Teaching, done correctly, is as much of a calling as
preaching is. Just as the minister is called to the pulpit, the effective
teacher is called to the… whiteboard? Podium? My philosophy has always been,
“Teachers teach students, not a curriculum.” Yes, there are things we are hired
to teach, but it is the other things that really have a lasting impact. I saw a
story about a rich man, maybe an athlete or CEO, it doesn’t really matter,
questioning a teacher as to why they did what they did for so little money. He
asked why they didn’t find a “real” job and get paid more money. He said, “I
make X amount of money a year.
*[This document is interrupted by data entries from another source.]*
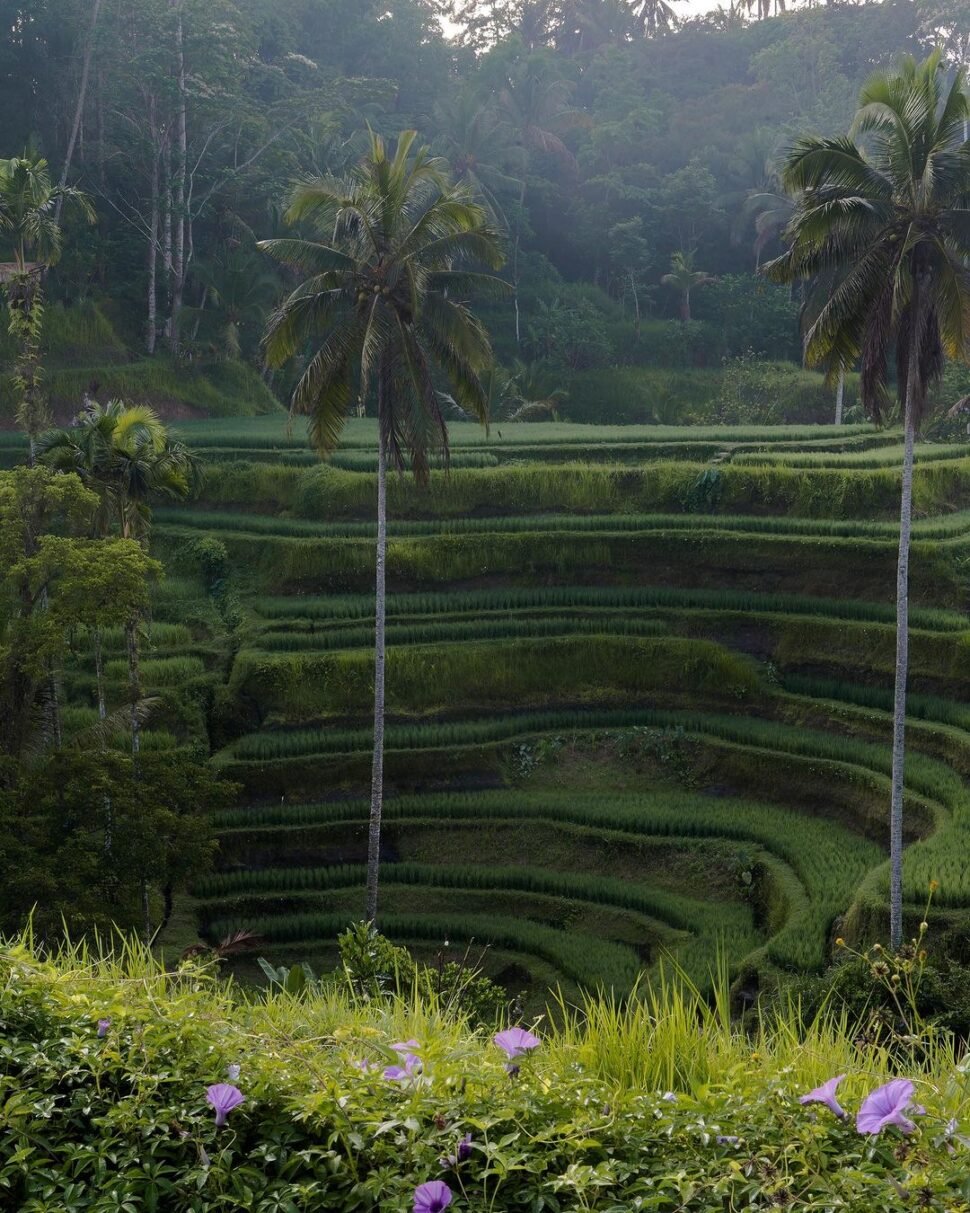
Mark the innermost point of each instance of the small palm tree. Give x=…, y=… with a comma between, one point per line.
x=125, y=455
x=382, y=303
x=684, y=278
x=893, y=222
x=29, y=223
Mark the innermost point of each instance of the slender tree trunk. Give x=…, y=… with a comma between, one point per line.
x=79, y=108
x=100, y=672
x=178, y=268
x=377, y=769
x=135, y=682
x=166, y=232
x=902, y=647
x=147, y=912
x=153, y=245
x=635, y=302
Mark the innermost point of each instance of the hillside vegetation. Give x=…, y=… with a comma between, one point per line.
x=612, y=734
x=110, y=1070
What do you make?” The teacher answered simply,
“I make a difference.”
When our kindergarten teacher starts the year in August,
babies walk into her room. In May little people walk out. Yes, they learned
numbers and letters and how to read, but more than that they learned how to be
people. In the elementary classes, those teachers take those little people and
start building them into the men and women that God designed them to be. The
students walk out as adolescents. Those adolescents come to us in the secondary
classes and we continue, brick by brick, to build them up. They walk out on the
verge of adulthood.
Most people are lucky to have an impact on one or two people
in their lifetime, teachers impact roomfuls of people on a daily basis. I have
been reminded of the impact that a teacher can have in many ways. I have had
several students that went on to become teachers tell me that something I said
in class made them decide to become a teacher. In a few cases they have told me
exactly what it was I said to them 5, 6, 7 years ago that inspired them to
teach. I have to take their word for it, because I have no recollection of
saying those things. I give character awards to the seniors every year. They
are fun, and everyone smiles and then we go on with the day. I didn’t really
think they went any further than that. Then I was at the house of someone that
had graduated a few years before to get a sofa and saw that he had his
character award framed and hanging in his room. I have had 2 students tell me
they were pregnant before they told most of their family. I have had a former
student that you can probably count on one hand the number of people that have
seen or heard him cry, call me tears because he was struggling with difficult
life decisions and he knew I would tell him what he needed to hear, not what he
wanted to hear.
Things like that humble me, but they also reinforce the
impact that a teacher can have. I am not special; I know teachers all over have
similar stories. If you are a teacher reading this, you are making a
difference. Building future adults is a special calling, do not grow weary in
doing good. If you are not teacher, you can still make a difference. Just stop
and actually listen to the people around you. Listen to understand, not just to
respond. Most people only require small course corrections and you may be just
the person to set them on the new path they are looking for.